Or, la philosophie, avec l’austérité de ses formes savantes, ne pouvait occuper qu’un espace restreint, et ne s’unissait point heureusement aux autres éléments du poème : il fallait un moyen, à l’aide duquel elle se transformât, et se répandît par une fusion intime sur tous les points de l’ensemble. Ce moyen fut le symbolisme, procédé philosophique, puisqu’il repose sur la loi incontestable de l’association des idées, et éminemment poétique d’ailleurs. Car, pendant que la prose place immédiatement sous le signe de la parole la pensée proposée, la poésie y place des images qui sont les signes, elles-mêmes, d’une pensée plus haute. Mais l’image destinée à servir ainsi de moyen terme entre la parole et la pensée ne doit point être choisie au hasard ; encore moins doit-elle être composée de traits fantastiques capricieusement réunis. Il faut que cette image soit prise dans l’ordre des réalités ; qu’elle offre une fidèle analogie avec l’idée qu’elle représente ; qu’on y trouve, selon l’énergie originelle de ce mot, un symbole (…), c’est-à-dire, un rapprochement. Les rapprochements de ce genre sont nombreux dans la nature. Le chant des oiseaux est le signe du jour, et la fleur nouvelle celui de la saison ; l’ombre d’un roseau sur le sable mesure la hauteur du soleil dans les cieux. Les poètes des anciens âges avaient le sentiment de ces universelles harmonies : toute chose leur apparaissait environnée de ses rapports ; pour eux, toute comparaison était sérieuse : ils professaient, comme croyances positives, les mythes auxquels ils donnaient d’ingénieuses interprétations.
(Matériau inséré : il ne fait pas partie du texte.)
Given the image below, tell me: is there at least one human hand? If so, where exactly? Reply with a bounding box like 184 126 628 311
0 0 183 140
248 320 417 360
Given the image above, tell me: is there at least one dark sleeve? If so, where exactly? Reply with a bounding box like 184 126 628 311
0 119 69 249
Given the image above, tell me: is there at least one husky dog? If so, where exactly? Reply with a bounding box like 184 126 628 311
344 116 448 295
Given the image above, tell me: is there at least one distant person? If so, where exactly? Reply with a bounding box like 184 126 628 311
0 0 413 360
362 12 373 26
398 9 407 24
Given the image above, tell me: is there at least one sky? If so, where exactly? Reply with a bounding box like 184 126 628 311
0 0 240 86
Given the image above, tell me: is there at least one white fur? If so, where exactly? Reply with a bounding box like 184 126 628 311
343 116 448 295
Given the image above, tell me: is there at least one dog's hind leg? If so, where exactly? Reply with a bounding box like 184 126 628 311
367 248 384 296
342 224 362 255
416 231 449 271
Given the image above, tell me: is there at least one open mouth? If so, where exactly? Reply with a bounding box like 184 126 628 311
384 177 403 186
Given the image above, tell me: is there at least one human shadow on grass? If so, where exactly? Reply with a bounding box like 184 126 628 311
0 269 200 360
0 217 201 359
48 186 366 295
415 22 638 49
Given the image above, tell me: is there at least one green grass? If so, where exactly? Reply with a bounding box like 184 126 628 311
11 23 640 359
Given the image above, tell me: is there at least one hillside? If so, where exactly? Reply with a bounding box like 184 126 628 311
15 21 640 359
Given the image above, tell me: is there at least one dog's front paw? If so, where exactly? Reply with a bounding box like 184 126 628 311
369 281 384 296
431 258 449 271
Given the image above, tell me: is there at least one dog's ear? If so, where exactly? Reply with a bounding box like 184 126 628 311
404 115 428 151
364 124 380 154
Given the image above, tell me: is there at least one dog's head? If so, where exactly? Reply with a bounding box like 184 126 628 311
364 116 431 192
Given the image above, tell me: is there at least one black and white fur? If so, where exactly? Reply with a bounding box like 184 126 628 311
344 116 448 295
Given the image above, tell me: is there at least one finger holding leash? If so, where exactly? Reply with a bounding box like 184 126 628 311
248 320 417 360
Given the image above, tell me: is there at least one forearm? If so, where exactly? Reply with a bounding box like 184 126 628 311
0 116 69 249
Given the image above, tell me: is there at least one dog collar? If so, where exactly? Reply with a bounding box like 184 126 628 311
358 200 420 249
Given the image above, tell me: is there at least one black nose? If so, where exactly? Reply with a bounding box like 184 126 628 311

Il en est de même, dans l’écriture sainte : chaque événement y a tout ensemble une existence réelle et une signification figurative ; chacun de ses plus illustres personnages y remplit un rôle historique et une fonction prophétique en même temps. Le génie de Dante, nourri des traditions de la bible, devait procéder ainsi. Les personnages qu’il met en scène sont réels dans sa pensée, et significatifs dans son intention ; ce sont des idées incarnées, des figures vivantes. Les actes qu’il leur fait accomplir expriment les rapports des idées au nom desquelles ils agissent. Enfin toute sa divine comédie est pénétrée d’un enseignement allégorique, qui en est la vie intérieure. Lui-même le déclare, dans sa dédicace à Cangrande Della Scala.

Héritier des traditions paternelles, Giacopo Di Dante développe plus clairement encore cette intention morale du poème, dans la préface du commentaire qu’il entreprit et dont sa piété filiale garantit l’exactitude :  » l’oeuvre entière se divise en trois parties,… etc.  » les plus anciens commentateurs adoptent et reproduisent cette explication.
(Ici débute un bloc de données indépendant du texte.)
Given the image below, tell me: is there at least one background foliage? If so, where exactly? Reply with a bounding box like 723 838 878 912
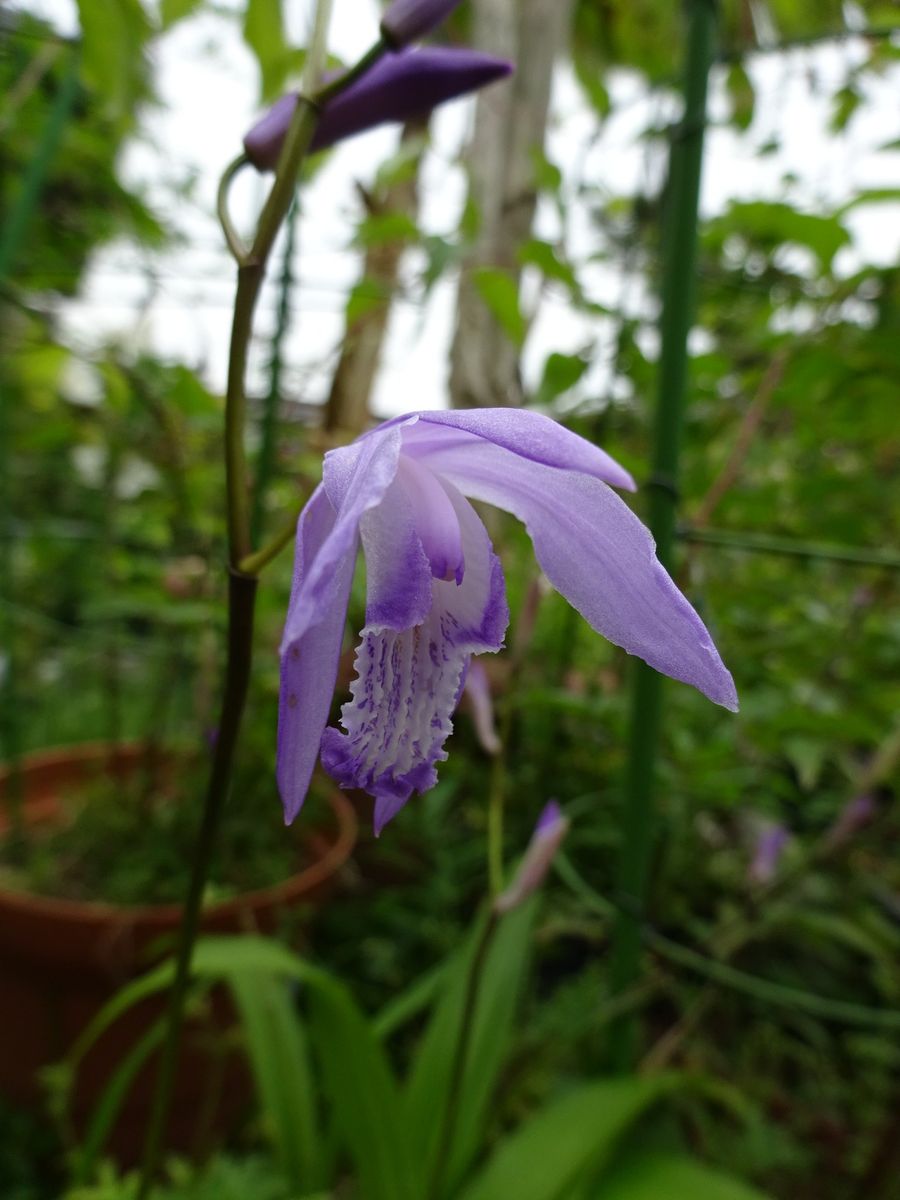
0 0 900 1200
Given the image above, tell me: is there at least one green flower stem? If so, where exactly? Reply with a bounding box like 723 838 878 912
239 499 306 575
487 700 515 900
610 0 715 1070
427 907 499 1200
250 204 299 549
137 93 316 1200
136 14 400 1185
312 38 390 107
137 571 257 1200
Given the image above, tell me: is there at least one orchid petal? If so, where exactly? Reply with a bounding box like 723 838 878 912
277 486 356 823
427 442 738 710
398 455 466 583
282 430 400 644
322 487 509 834
398 408 635 492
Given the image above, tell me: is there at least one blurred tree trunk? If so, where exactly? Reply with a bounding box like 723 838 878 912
325 116 428 436
450 0 574 408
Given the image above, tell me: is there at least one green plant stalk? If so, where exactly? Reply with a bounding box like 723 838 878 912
137 101 316 1200
427 907 499 1200
138 571 257 1200
0 47 80 850
250 205 298 545
487 701 512 900
610 0 715 1070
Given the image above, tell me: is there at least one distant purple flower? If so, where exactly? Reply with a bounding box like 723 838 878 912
748 824 791 883
244 47 512 170
278 408 737 832
382 0 460 49
493 800 569 913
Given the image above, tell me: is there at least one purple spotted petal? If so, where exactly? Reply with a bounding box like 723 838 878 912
322 487 509 833
277 487 356 822
360 460 431 629
427 436 738 710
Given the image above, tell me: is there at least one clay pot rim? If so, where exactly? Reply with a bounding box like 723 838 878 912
0 742 359 928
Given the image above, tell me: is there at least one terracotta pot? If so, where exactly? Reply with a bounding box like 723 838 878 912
0 743 356 1163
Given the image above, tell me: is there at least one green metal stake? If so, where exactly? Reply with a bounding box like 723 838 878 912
610 0 715 1070
0 39 79 842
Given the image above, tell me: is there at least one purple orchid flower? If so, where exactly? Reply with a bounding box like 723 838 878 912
244 47 512 170
382 0 460 50
277 408 737 833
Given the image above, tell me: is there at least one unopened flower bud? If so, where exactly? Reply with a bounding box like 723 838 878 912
382 0 460 50
244 47 512 170
493 800 569 914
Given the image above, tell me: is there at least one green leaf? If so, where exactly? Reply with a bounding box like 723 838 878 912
472 266 528 348
709 200 850 270
462 1075 694 1200
228 970 324 1193
534 354 590 404
592 1151 766 1200
406 900 535 1193
244 0 290 101
78 0 150 121
518 238 581 296
72 1016 166 1184
310 974 420 1200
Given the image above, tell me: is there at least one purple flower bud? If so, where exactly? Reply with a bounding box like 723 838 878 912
382 0 460 50
244 48 512 170
493 800 569 914
463 659 502 755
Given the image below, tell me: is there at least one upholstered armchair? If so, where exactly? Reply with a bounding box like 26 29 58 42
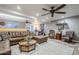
62 31 74 42
48 30 55 39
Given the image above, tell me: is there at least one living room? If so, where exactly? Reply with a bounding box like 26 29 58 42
0 4 79 55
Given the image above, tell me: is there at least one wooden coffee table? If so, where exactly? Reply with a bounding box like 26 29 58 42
33 35 48 44
19 40 36 52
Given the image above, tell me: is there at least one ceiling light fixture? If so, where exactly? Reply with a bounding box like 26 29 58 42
36 13 39 16
17 6 21 10
46 17 49 19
6 avant d’aller plus loin, il est temps de jeter un regard en arrière. Nous avons vu comment le mouvement général de transition, qui s’accomplit au milieu de la société européenne du treizième au quatorzième siècle, devait se faire ressentir dans la marche de l’esprit humain ; comment la philosophie, parvenue au plus haut point de sa période scolastique, eut besoin de se populariser et de s’éterniser par les chants d’un poète ; comment elle rencontra celui qu’elle attendait, parmi les élèves de cette vieille école italienne, où le culte du vrai ne fut jamais séparé du culte du beau et du bien ; comment enfin les vicissitudes de la vie de Dante développèrent en lui le triple sens moral, esthétique, et intellectuel. Ce triple germe, grandissant sous une opiniâtre culture, devait porter son plus beau fruit, la divine comédie, et celle-ci, ouverte par l’analyse, devait laisser échapper de son enveloppe brillante et parfumée les semences philosophiques qu’elle contient. Ainsi, nous avons assisté à la naissance d’un grand homme.
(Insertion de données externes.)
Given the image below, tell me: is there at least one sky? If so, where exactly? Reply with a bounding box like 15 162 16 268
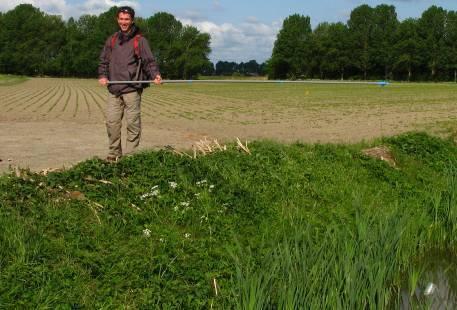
0 0 457 63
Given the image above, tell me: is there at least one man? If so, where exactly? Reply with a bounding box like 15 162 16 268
98 6 162 162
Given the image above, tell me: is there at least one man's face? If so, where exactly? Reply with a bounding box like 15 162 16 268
117 12 133 32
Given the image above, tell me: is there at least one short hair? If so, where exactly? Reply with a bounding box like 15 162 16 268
117 6 135 19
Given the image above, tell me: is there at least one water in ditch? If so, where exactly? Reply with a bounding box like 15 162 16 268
400 252 457 310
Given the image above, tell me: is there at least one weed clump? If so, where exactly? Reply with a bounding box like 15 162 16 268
0 133 457 309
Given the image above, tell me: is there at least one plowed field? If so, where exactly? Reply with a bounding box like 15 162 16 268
0 78 457 171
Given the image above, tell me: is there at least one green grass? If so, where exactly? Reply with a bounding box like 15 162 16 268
0 74 27 86
0 133 457 309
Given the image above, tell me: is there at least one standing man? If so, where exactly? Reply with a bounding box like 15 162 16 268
98 6 162 162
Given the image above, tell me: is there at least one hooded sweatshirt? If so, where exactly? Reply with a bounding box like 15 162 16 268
98 24 160 96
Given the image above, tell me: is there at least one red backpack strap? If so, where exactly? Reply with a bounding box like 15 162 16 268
133 34 141 58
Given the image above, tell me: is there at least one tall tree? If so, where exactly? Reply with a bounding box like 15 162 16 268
369 4 399 79
270 14 312 78
176 26 211 79
419 6 447 80
393 18 422 81
446 11 457 83
348 4 374 80
140 12 183 78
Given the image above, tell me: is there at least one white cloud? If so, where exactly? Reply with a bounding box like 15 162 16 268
0 0 139 18
180 17 280 63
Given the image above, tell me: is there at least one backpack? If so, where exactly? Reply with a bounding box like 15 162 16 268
111 32 141 59
111 32 144 83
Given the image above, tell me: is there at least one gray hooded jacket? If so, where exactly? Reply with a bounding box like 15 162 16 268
98 27 160 96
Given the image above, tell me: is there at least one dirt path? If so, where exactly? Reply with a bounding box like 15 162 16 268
0 79 457 173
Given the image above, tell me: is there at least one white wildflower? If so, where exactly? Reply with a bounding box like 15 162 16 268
143 228 151 238
140 185 160 200
196 180 207 186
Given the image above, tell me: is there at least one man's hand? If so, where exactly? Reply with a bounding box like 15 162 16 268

Il nous est apparu tel qu’une de ces divinités aux deux visages, que les romains adoraient, regardant d’une part le passé dont il est le représentant, d’autre part l’avenir dont il est le précurseur.

C’est une nature généreuse, qui rend plus qu’elle n’a reçu. Il résume une époque et un pays, et c’est là, pour parler le langage scolastique, la matière dont il se compose ; mais il les résume dans une personnalité puissante, et c’est la forme qui le constitue. Nous avons observé de près la formation d’un de ces livres qui sont immortels : leur durée est celle de l’humanité même, qu’ils ne cessent pas d’intéresser, parce qu’ils expriment toute une phase de ses révolutions, parce qu’ils se rattachent à tout ce qu’il y a de pensées et d’affections immuables en elle. En signalant quelques-unes des origines de la divine comédie, nous les avons vues se perdre dans les dernières profondeurs de l’histoire ; mais il est surtout facile d’y reconnaître l’expression de toutes les préoccupations politiques, littéraires, scientifiques, de la société contemporaine. Enfin, dans cette oeuvre principale et dans les autres écrits qui en sont le complément, nous avons aperçu la présence d’une vaste philosophie, dont l’exposition détaillée va nous occuper désormais, et dont nous pouvons déterminer d’avance les caractères généraux, d’après les faits corrélatifs qui ont été l’objet de nos recherches préliminaires.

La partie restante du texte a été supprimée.